This scene takes place pretty early in the going. Theuderic, first prince of Clovis I, is older than those I refer to as "the Clotine princes" (sons of Queen Saint Clotilde), born extremely early in Clovis' reign, and many years before his marriage to the Queen.
Theuderic I, 19th C depiction |
Without basis in history - perhaps only because of a White Liberal Guilt brand of need to confer on my characters some level of imperfection, I give to Theuderic a youthful palsy. As he fights to overcome what would have been seen as a weakness or even a defect, Clovis himself fights the fear, for those early years, that he has not sired a healthy heir.
The death scene echoes with this - but, more than anything, it is the moment when a very young man indeed comes to understand his own love, in losing it. I don't spend much time in philosophizing all this - part of what I need to do, after all, is to *shorten* this novel - but I hope the writing conveys a sense of the place mourning truly originates. Because the other thing I am doing, at the same time, is plumbing the emotional depths of the character.

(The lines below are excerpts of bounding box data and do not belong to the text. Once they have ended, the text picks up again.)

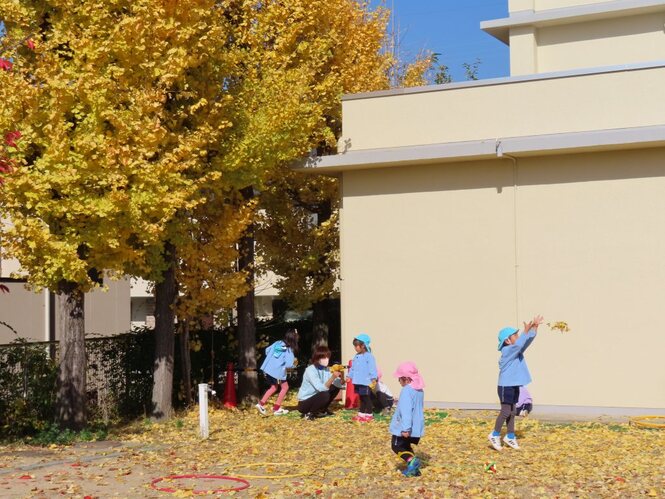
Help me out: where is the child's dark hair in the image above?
[284,328,298,353]
[312,345,332,364]
[353,338,367,351]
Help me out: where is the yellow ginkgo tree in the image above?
[257,0,432,348]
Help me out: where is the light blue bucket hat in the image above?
[353,333,372,352]
[497,327,519,350]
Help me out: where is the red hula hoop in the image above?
[150,473,249,495]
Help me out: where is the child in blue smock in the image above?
[349,333,379,423]
[256,329,298,416]
[488,315,543,450]
[390,362,425,477]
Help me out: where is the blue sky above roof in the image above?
[371,0,510,81]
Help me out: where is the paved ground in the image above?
[0,410,665,499]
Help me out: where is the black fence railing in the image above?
[0,321,339,436]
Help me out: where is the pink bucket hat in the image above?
[393,362,425,390]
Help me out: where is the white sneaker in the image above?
[487,433,503,450]
[503,435,520,449]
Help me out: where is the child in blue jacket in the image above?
[390,362,425,477]
[256,329,298,416]
[487,315,543,450]
[349,333,379,423]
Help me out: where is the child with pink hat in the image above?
[390,362,425,477]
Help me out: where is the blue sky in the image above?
[371,0,509,81]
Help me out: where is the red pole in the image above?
[344,360,360,409]
[223,362,238,409]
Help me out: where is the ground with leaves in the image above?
[0,404,665,498]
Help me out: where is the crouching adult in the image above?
[298,346,344,420]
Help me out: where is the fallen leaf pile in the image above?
[0,399,665,498]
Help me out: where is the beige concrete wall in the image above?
[340,68,665,151]
[341,149,665,408]
[510,26,538,76]
[508,0,608,12]
[81,279,130,336]
[536,12,665,74]
[0,282,48,344]
[531,0,609,10]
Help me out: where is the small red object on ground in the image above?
[223,362,238,409]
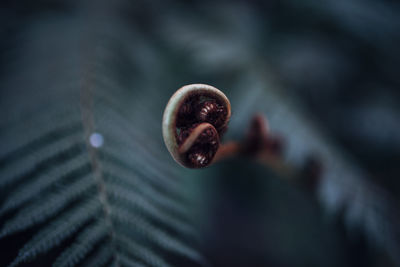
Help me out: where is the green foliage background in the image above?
[0,0,400,266]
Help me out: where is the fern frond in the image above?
[0,153,90,215]
[53,220,108,267]
[117,236,171,267]
[112,207,205,262]
[8,199,101,267]
[107,184,197,238]
[0,133,82,187]
[0,175,95,239]
[82,241,114,267]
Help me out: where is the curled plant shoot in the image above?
[162,84,320,188]
[162,84,231,168]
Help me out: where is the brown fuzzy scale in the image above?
[176,95,228,168]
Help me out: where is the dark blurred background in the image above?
[0,0,400,266]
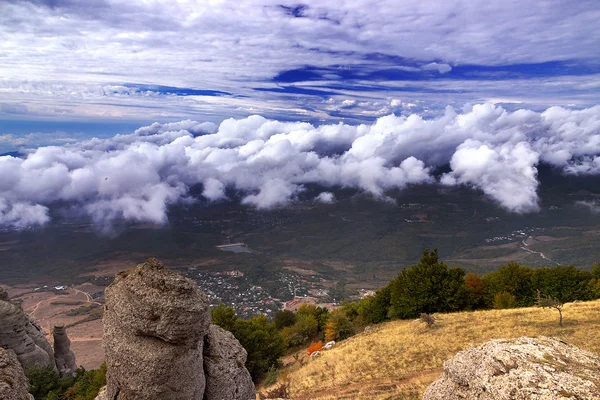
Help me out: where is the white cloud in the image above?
[315,192,335,204]
[0,104,600,229]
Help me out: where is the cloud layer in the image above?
[0,104,600,229]
[0,0,600,123]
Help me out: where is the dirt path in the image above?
[291,368,443,400]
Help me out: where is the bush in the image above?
[494,292,517,310]
[26,366,75,400]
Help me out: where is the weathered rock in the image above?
[0,347,33,400]
[423,337,600,400]
[0,287,9,301]
[103,259,210,400]
[94,386,108,400]
[52,325,77,376]
[204,325,256,400]
[0,300,56,369]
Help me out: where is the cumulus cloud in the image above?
[315,192,335,204]
[0,104,600,229]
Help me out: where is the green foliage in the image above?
[325,309,355,341]
[62,363,106,400]
[465,272,488,310]
[27,363,106,400]
[537,296,564,326]
[263,365,279,387]
[273,310,296,330]
[483,261,536,307]
[532,265,594,303]
[26,366,75,400]
[212,303,237,332]
[213,305,286,382]
[493,292,517,310]
[390,249,467,318]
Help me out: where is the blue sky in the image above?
[0,0,600,152]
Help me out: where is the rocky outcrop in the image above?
[103,259,210,400]
[0,347,33,400]
[52,325,77,376]
[204,325,256,400]
[0,300,56,369]
[423,337,600,400]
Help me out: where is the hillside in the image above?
[263,301,600,400]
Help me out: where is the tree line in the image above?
[213,249,600,381]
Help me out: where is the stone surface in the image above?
[0,347,33,400]
[0,300,56,369]
[52,325,77,376]
[103,259,210,400]
[423,337,600,400]
[204,325,256,400]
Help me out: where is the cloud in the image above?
[0,104,600,229]
[315,192,335,204]
[0,0,600,121]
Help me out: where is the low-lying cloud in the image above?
[0,104,600,229]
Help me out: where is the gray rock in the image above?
[103,259,210,400]
[52,325,77,376]
[0,287,9,301]
[423,337,600,400]
[0,347,33,400]
[204,325,256,400]
[0,300,56,370]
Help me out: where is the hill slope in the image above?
[266,301,600,400]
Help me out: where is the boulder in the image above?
[0,347,33,400]
[423,337,600,400]
[52,325,77,376]
[0,300,56,370]
[103,259,211,400]
[204,325,256,400]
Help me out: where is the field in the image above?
[263,301,600,400]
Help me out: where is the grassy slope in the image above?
[264,301,600,400]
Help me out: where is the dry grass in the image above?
[270,301,600,400]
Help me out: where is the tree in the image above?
[465,272,488,310]
[531,265,594,303]
[325,309,354,342]
[493,292,517,310]
[390,249,467,318]
[538,296,564,326]
[212,304,286,382]
[273,310,296,330]
[212,303,237,336]
[483,261,535,307]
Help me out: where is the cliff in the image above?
[98,259,255,400]
[0,347,33,400]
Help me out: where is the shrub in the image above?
[419,313,435,328]
[306,340,323,357]
[494,292,517,310]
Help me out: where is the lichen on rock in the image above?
[423,337,600,400]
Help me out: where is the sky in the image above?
[0,0,600,229]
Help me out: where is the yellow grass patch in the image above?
[266,301,600,400]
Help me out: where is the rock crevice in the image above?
[99,259,255,400]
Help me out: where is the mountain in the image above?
[0,165,600,301]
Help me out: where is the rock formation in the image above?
[0,347,33,400]
[0,292,56,369]
[52,325,77,376]
[423,337,600,400]
[204,325,256,400]
[99,259,254,400]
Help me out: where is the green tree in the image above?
[213,304,286,382]
[273,310,296,330]
[483,261,536,307]
[212,303,237,332]
[531,265,594,303]
[325,309,354,341]
[390,249,467,318]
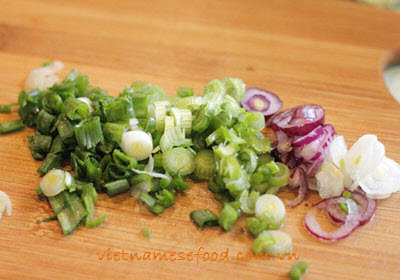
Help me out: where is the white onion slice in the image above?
[359,157,400,198]
[344,134,385,191]
[0,191,12,219]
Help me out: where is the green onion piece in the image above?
[174,174,190,192]
[192,106,211,133]
[269,162,290,187]
[253,231,275,254]
[176,87,194,98]
[75,117,104,149]
[55,115,75,144]
[163,148,195,176]
[47,191,87,234]
[239,148,258,174]
[139,192,157,208]
[37,153,62,176]
[131,92,148,118]
[102,97,136,122]
[0,104,11,114]
[103,122,129,145]
[61,97,89,121]
[36,110,56,135]
[0,120,24,134]
[339,202,349,214]
[224,169,250,197]
[140,228,151,240]
[289,262,308,280]
[239,190,260,214]
[194,150,215,179]
[84,157,102,188]
[112,149,137,170]
[208,173,226,193]
[104,179,130,197]
[221,78,246,102]
[190,209,218,229]
[218,203,239,231]
[128,173,153,196]
[342,191,351,198]
[246,217,268,237]
[156,189,175,208]
[150,203,165,215]
[28,134,52,159]
[50,135,66,154]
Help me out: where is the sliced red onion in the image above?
[271,104,325,136]
[304,197,361,241]
[286,167,308,207]
[241,88,282,118]
[327,191,376,226]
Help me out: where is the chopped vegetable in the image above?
[190,209,218,229]
[289,262,308,280]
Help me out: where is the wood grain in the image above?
[0,0,400,279]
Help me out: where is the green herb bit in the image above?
[190,209,218,229]
[342,191,351,198]
[289,262,308,280]
[0,120,25,134]
[140,228,151,240]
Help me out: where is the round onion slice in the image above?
[271,104,325,136]
[304,197,361,242]
[286,167,308,207]
[241,88,282,118]
[327,191,376,226]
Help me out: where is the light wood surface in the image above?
[0,0,400,279]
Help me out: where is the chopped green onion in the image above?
[218,203,239,231]
[37,153,62,176]
[190,209,218,229]
[289,262,308,280]
[255,194,286,229]
[253,230,293,258]
[47,191,87,234]
[176,87,194,98]
[0,120,24,134]
[194,150,215,179]
[61,97,89,121]
[269,162,290,187]
[163,148,195,176]
[104,179,130,197]
[156,189,175,208]
[140,228,151,240]
[75,117,104,149]
[246,217,268,237]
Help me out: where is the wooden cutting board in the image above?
[0,0,400,279]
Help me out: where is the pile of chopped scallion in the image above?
[0,66,291,254]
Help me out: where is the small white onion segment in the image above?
[40,169,65,196]
[315,160,344,198]
[77,97,93,114]
[255,194,286,229]
[259,230,293,257]
[360,157,400,198]
[0,191,12,219]
[121,130,153,160]
[344,134,385,191]
[25,61,64,92]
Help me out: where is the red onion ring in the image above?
[327,191,377,226]
[304,197,361,242]
[241,88,282,118]
[271,104,325,136]
[286,167,308,207]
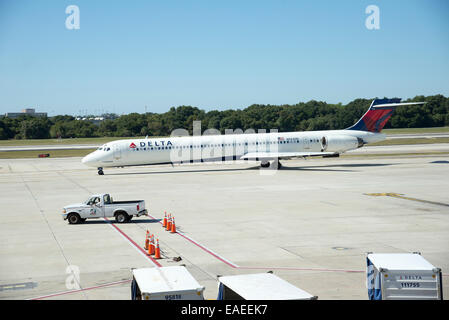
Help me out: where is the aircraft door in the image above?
[112,144,122,162]
[303,137,310,150]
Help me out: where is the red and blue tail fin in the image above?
[346,98,425,132]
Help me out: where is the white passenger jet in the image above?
[82,99,423,175]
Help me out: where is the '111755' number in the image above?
[401,282,419,288]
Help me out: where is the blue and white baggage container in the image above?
[366,253,443,300]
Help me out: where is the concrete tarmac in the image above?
[0,155,449,299]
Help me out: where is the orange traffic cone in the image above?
[162,211,167,228]
[154,239,161,259]
[171,217,176,233]
[165,214,171,231]
[148,234,154,256]
[145,230,150,250]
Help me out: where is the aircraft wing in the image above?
[240,152,335,160]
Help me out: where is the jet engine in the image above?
[321,135,365,152]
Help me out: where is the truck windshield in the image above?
[86,197,100,205]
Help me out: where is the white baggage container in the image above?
[217,273,318,300]
[131,266,204,300]
[366,253,443,300]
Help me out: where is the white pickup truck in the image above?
[62,193,148,224]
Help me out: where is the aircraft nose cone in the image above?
[81,153,95,165]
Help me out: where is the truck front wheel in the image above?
[67,213,81,224]
[115,212,128,223]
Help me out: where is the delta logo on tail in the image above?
[348,98,405,132]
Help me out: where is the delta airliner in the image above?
[82,99,423,175]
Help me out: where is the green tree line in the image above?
[0,95,449,139]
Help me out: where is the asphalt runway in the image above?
[0,151,449,299]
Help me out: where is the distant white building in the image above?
[5,108,47,118]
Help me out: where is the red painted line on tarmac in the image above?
[148,214,239,268]
[103,218,162,267]
[27,280,131,300]
[239,267,366,273]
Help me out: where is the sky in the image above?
[0,0,449,116]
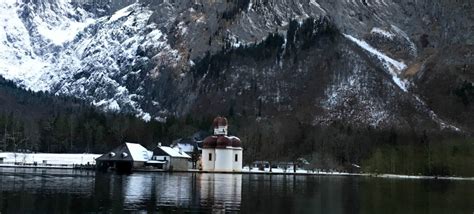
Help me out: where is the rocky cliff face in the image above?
[0,0,474,132]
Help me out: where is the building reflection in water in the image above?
[117,173,242,211]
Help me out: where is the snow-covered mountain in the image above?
[0,0,474,131]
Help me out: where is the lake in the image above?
[0,168,474,214]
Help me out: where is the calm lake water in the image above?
[0,168,474,214]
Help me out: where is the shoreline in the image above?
[0,164,474,181]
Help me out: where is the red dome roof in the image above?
[216,136,232,148]
[230,137,242,147]
[202,136,217,148]
[212,117,228,128]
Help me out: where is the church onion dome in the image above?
[216,136,232,149]
[229,136,242,147]
[202,136,217,149]
[212,117,228,128]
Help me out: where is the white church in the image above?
[201,117,243,172]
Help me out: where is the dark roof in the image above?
[96,144,133,162]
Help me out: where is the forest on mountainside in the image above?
[0,76,474,176]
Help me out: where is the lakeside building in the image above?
[95,143,153,171]
[201,117,243,172]
[96,143,191,172]
[150,143,191,171]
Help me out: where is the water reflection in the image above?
[0,168,474,213]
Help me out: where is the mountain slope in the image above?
[0,0,474,132]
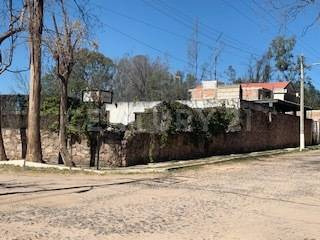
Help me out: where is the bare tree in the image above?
[45,0,86,166]
[0,0,26,160]
[188,19,200,80]
[26,0,44,162]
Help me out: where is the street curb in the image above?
[0,146,319,174]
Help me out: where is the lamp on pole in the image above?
[299,55,320,151]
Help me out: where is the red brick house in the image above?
[189,81,299,103]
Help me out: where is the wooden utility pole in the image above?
[300,55,305,151]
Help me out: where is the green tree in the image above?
[42,49,116,99]
[267,36,299,81]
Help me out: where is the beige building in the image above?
[189,81,299,103]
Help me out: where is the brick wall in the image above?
[2,128,90,166]
[3,110,312,167]
[122,110,312,166]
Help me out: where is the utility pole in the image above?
[300,55,305,151]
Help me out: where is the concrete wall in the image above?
[3,106,313,167]
[122,111,312,166]
[105,98,240,125]
[2,128,90,165]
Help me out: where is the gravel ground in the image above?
[0,151,320,240]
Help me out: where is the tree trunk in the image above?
[59,80,73,167]
[0,104,8,161]
[26,0,43,162]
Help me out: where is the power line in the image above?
[96,5,255,63]
[97,5,214,50]
[103,23,189,64]
[157,0,257,54]
[243,0,319,62]
[141,0,258,56]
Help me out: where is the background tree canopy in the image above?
[42,36,320,108]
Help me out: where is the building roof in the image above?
[240,82,290,91]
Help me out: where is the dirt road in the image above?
[0,151,320,240]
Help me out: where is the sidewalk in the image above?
[0,146,319,174]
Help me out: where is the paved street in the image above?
[0,151,320,240]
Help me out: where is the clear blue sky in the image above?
[0,0,320,93]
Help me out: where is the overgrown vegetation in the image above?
[136,101,234,140]
[41,96,89,138]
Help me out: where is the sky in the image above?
[0,0,320,93]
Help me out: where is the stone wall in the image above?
[122,110,312,166]
[3,110,312,167]
[2,128,90,166]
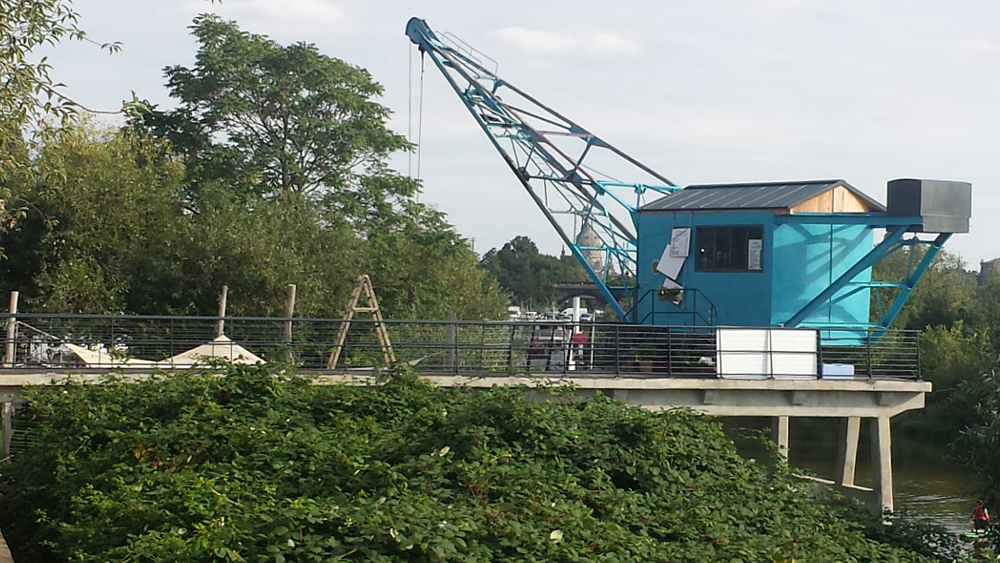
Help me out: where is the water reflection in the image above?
[723,418,975,533]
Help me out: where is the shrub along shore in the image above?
[0,366,968,563]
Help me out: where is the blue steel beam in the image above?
[878,233,951,328]
[785,227,906,327]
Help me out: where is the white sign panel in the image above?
[747,238,764,270]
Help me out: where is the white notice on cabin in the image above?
[747,238,764,270]
[670,229,691,258]
[656,229,691,289]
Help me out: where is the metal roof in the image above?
[640,180,885,211]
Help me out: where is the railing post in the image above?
[667,326,674,377]
[284,283,295,362]
[816,330,823,379]
[444,311,458,374]
[507,324,517,375]
[2,401,14,463]
[865,329,873,379]
[4,291,19,368]
[215,285,229,338]
[615,324,622,377]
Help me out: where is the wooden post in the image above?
[4,291,18,368]
[215,285,229,338]
[444,311,458,373]
[835,416,861,486]
[2,401,14,463]
[285,283,295,362]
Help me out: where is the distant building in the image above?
[976,258,1000,285]
[576,221,605,276]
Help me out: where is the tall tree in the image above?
[0,122,190,313]
[480,236,590,307]
[133,14,418,222]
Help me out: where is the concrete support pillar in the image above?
[835,416,861,486]
[869,416,893,510]
[771,416,788,459]
[0,401,14,461]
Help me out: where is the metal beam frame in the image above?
[406,18,680,321]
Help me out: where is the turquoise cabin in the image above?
[633,180,971,338]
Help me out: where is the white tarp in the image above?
[165,335,266,367]
[65,342,155,367]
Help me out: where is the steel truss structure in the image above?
[406,18,681,321]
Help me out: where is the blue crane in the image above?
[406,18,971,331]
[406,18,681,320]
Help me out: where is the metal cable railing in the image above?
[0,313,920,379]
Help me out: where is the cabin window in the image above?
[694,225,764,272]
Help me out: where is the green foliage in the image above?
[955,371,1000,512]
[0,0,84,172]
[0,16,506,319]
[0,122,188,313]
[893,320,996,445]
[872,248,976,330]
[0,366,929,563]
[480,236,590,308]
[136,14,417,209]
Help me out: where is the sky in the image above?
[43,0,1000,269]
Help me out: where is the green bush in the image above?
[0,366,944,563]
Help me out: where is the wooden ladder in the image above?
[326,274,396,369]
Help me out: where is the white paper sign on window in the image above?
[670,229,691,258]
[747,238,764,270]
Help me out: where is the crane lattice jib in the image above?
[406,18,680,320]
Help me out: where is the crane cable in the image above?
[417,50,425,180]
[406,44,414,179]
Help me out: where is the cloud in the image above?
[182,0,347,29]
[492,27,642,57]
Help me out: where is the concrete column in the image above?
[869,416,893,510]
[836,416,861,486]
[0,401,14,460]
[771,416,788,459]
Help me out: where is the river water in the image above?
[723,418,975,533]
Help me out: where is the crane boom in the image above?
[406,18,680,321]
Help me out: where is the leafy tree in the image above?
[872,247,976,330]
[480,236,590,307]
[0,122,189,313]
[135,14,417,216]
[953,367,1000,551]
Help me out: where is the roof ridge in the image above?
[684,178,847,190]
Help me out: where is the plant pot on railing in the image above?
[632,342,666,373]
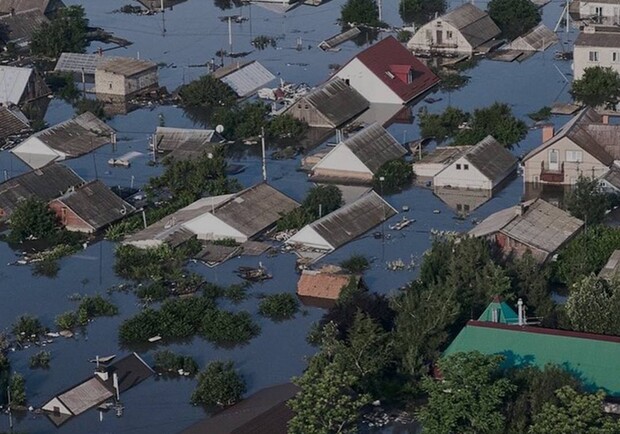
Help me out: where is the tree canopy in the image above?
[570,66,620,108]
[30,6,88,58]
[488,0,541,40]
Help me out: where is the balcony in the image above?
[540,161,564,184]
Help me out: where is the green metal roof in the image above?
[478,297,519,324]
[444,321,620,396]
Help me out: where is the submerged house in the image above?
[283,78,369,129]
[334,36,439,104]
[433,136,517,191]
[11,112,116,169]
[123,182,299,248]
[523,108,620,185]
[49,180,135,234]
[407,3,501,56]
[311,124,407,183]
[95,57,159,97]
[212,60,276,98]
[41,353,154,426]
[469,199,584,263]
[286,191,398,260]
[443,301,620,396]
[0,164,84,220]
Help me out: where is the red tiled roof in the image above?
[357,36,439,102]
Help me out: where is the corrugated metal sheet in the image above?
[220,62,276,98]
[0,66,33,105]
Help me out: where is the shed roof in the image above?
[213,61,276,98]
[441,3,501,48]
[297,270,359,300]
[343,36,439,102]
[0,164,84,215]
[182,383,299,434]
[0,9,49,44]
[0,65,33,105]
[287,191,397,250]
[297,77,369,127]
[469,199,583,255]
[463,135,517,181]
[340,123,407,173]
[444,320,620,396]
[0,106,30,140]
[56,180,135,231]
[13,112,114,157]
[95,57,157,77]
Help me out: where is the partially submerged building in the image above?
[334,36,439,104]
[573,26,620,80]
[95,57,159,97]
[0,164,84,220]
[311,124,407,184]
[283,78,368,129]
[41,353,154,426]
[213,60,276,98]
[11,112,116,169]
[286,191,398,260]
[407,3,501,56]
[469,199,584,263]
[49,180,135,234]
[443,303,620,396]
[123,182,299,248]
[523,108,620,185]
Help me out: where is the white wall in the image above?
[183,210,248,243]
[312,143,373,176]
[336,58,405,104]
[573,45,620,80]
[433,157,493,190]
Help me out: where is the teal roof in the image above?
[478,297,519,324]
[444,321,620,396]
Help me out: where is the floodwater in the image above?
[0,0,576,434]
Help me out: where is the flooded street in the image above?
[0,0,576,434]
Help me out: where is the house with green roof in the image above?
[444,301,620,397]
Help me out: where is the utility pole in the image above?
[260,127,267,182]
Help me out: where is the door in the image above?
[549,149,560,170]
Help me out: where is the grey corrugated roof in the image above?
[0,164,84,216]
[154,127,222,152]
[216,61,276,98]
[0,9,49,45]
[0,106,30,140]
[20,112,114,157]
[463,135,517,181]
[57,180,135,231]
[310,191,396,249]
[342,123,407,173]
[213,182,299,238]
[95,57,157,77]
[304,77,369,127]
[0,66,33,105]
[441,3,501,48]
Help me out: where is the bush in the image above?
[30,351,52,369]
[200,309,260,347]
[191,362,246,407]
[258,293,299,321]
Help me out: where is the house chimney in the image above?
[543,124,554,143]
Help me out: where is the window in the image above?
[566,151,583,163]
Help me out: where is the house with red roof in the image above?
[335,36,439,104]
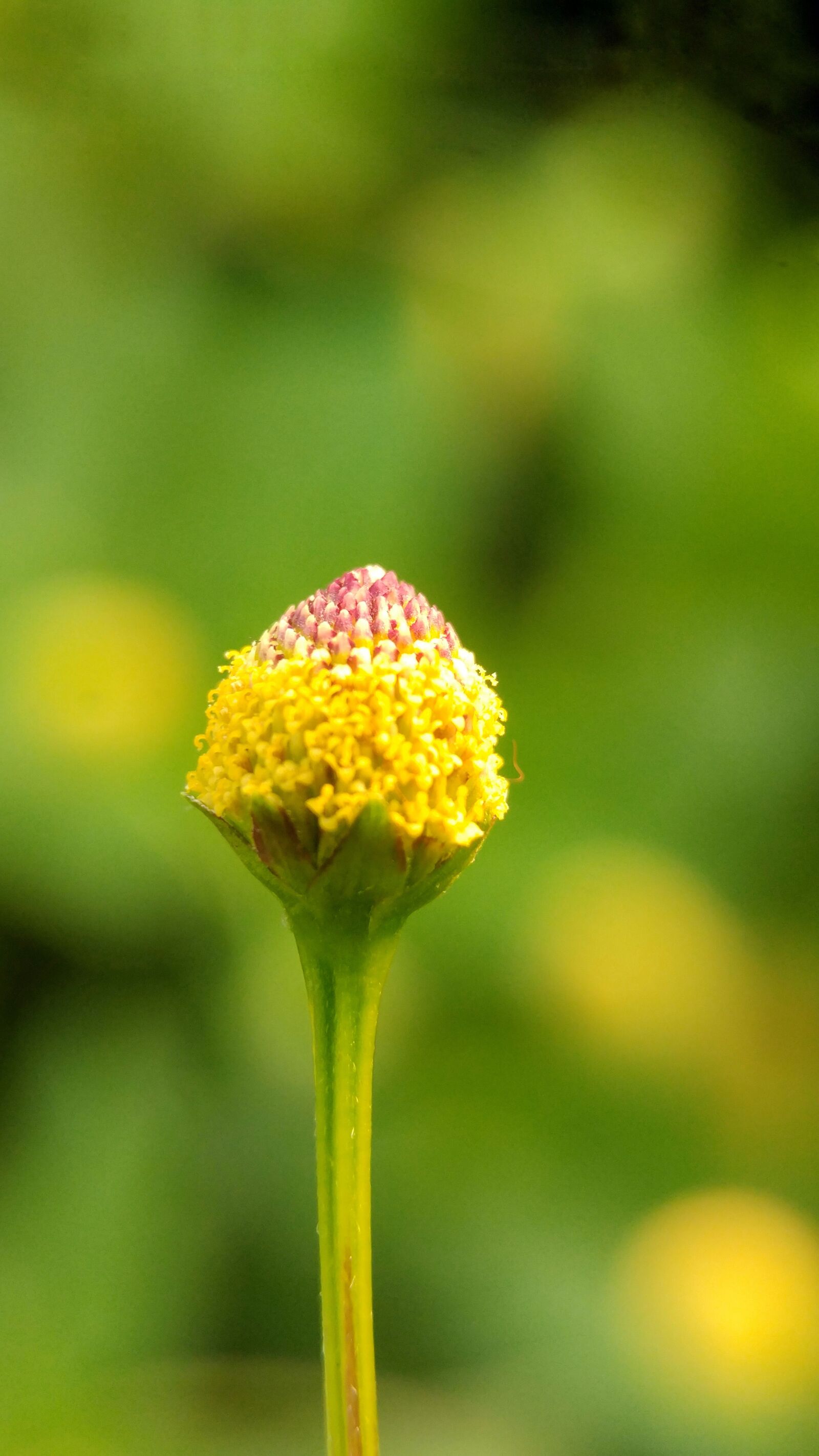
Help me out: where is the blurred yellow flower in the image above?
[614,1190,819,1414]
[10,575,199,759]
[532,843,752,1066]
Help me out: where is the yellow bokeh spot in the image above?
[614,1190,819,1412]
[534,843,752,1066]
[10,576,199,757]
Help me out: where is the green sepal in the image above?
[307,799,407,919]
[182,794,299,911]
[185,794,490,938]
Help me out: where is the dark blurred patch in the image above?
[474,422,584,604]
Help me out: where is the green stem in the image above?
[294,917,394,1456]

Right now, this scene has sort of exhausted me. I've never lost a concubine to childbirth, but certainly on Father's Day, of all days, a sense of loss is never far away. And I have lost love - at that age (Clovis would hardly have been seventeen), it is practically the order of the day to lose love, even if not in quite this context.
Clovis' own death scene (SPOILER! He's dead now!) has made me cry. This scene did not have this effect, but, as long as it's been since I dealt with Clovis' scene, this one probably means more to me.
Still, the thing is hard to deal with. Writing, as much as I try to divorce myself from some of the more "passionate" cliche's about authors and poets, is an immensely personal emotional exercise.
And here it is 11:30 at night, and I am still not moving through the MSS like lightning, and wasting time on Blogger. Of *course*.